Lou thought about the
naval battle. He thought about the
Lake Me Saga, the
Lake Me Situation, and all of her misfit principles and auxiliaries.
Under the shimmering white blue screen of Lou’s laptop, he hammered on the delicate thin keys. Tapping out thoughts in a rhythmic staccato, as words, formulated as representations of those thoughts - truncated and abbreviated. Words, thought Lou, can only say so much. Not to mention the fact that the words themselves had to undergo a sluice of representation, as the thought manifested in neural firings, triggering muscle and tendon reaction, all the way to his fingertips - clumsily ending on the flat pad of his laptop keyboard. For a brief moment, Lou wished he had a thinking cap that would forgo the longwinded reductionistic journey, and simply convey thoughts to others. But as a member of this particular material world, Lou would have to make do - he would have to use words like everyone else.
Henge used words to
Ed Groat a couple of weeks before the
naval battle - words which conflated the position, words that threw down a metaphoric gauntlet, and set the whole thing in motion - in a reductionistic sense.

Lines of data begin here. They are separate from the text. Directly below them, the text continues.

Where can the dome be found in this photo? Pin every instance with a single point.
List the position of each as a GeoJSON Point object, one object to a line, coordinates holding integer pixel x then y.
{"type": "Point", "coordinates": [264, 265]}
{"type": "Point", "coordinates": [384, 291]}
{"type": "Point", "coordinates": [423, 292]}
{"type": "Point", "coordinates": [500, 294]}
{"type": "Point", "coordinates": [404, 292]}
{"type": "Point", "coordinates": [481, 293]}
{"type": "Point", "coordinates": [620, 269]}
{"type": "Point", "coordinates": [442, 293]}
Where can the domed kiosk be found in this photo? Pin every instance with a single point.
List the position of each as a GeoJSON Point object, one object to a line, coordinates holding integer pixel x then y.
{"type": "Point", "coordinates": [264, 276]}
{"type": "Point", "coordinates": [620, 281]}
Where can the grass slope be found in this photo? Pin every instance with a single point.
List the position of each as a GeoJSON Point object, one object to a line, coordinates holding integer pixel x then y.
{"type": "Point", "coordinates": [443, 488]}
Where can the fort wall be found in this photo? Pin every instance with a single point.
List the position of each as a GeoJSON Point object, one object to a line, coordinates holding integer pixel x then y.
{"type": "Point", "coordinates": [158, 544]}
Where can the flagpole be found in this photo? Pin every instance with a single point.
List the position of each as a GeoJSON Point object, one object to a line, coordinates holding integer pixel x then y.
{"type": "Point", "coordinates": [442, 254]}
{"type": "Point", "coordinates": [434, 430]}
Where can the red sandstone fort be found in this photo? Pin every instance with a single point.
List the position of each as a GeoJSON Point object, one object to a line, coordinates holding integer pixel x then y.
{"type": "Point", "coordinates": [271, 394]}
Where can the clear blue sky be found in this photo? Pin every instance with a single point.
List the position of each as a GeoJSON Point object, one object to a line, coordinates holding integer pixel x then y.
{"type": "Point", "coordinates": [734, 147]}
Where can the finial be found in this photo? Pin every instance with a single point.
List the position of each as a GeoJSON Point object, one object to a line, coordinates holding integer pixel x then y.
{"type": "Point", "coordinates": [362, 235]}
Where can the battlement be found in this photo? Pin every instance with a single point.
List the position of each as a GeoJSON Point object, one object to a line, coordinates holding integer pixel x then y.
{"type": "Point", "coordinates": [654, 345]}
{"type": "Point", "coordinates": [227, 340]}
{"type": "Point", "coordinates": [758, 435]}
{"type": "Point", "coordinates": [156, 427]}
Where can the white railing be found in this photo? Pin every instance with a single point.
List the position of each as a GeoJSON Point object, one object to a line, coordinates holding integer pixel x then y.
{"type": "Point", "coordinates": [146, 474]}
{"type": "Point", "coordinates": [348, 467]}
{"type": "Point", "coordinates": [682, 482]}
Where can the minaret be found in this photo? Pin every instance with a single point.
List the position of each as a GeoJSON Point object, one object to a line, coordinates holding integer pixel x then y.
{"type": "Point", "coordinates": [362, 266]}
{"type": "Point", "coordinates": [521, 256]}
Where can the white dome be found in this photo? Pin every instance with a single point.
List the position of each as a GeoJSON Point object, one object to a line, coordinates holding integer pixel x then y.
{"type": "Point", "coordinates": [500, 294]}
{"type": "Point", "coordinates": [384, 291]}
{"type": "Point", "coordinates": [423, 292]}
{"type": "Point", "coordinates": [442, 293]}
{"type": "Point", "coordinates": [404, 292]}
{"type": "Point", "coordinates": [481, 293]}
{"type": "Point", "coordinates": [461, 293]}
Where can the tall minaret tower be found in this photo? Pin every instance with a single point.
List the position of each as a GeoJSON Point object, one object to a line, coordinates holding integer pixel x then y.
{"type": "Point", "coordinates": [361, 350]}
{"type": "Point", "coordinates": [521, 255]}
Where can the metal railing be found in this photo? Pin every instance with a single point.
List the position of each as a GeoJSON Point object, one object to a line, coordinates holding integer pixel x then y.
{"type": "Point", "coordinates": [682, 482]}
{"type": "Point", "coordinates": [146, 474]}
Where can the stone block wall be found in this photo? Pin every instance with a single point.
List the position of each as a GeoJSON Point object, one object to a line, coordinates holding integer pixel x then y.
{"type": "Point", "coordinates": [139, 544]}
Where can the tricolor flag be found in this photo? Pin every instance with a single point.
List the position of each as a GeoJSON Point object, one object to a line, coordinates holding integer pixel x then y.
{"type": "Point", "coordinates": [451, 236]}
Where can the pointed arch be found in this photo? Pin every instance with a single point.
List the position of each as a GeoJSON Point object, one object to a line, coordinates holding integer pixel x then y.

A series of dominoes.
Mafioso.
Machinists. Troopers.
Perverts. Neurons and muscles and tendons, all firing in a convoluted path to some teleological end.
“What would
Pete Limpelli think about all that,” Thought Lou, though he didn’t write it. “Or
Sax Taxson?”
Under the shimmering blue and white screen, Lou used his ruddy, freckle smudged fingers to scroll the tracker pad to his minimized Myspace window. He hit ‘refresh.’ Two more hits than there were twenty three minutes ago.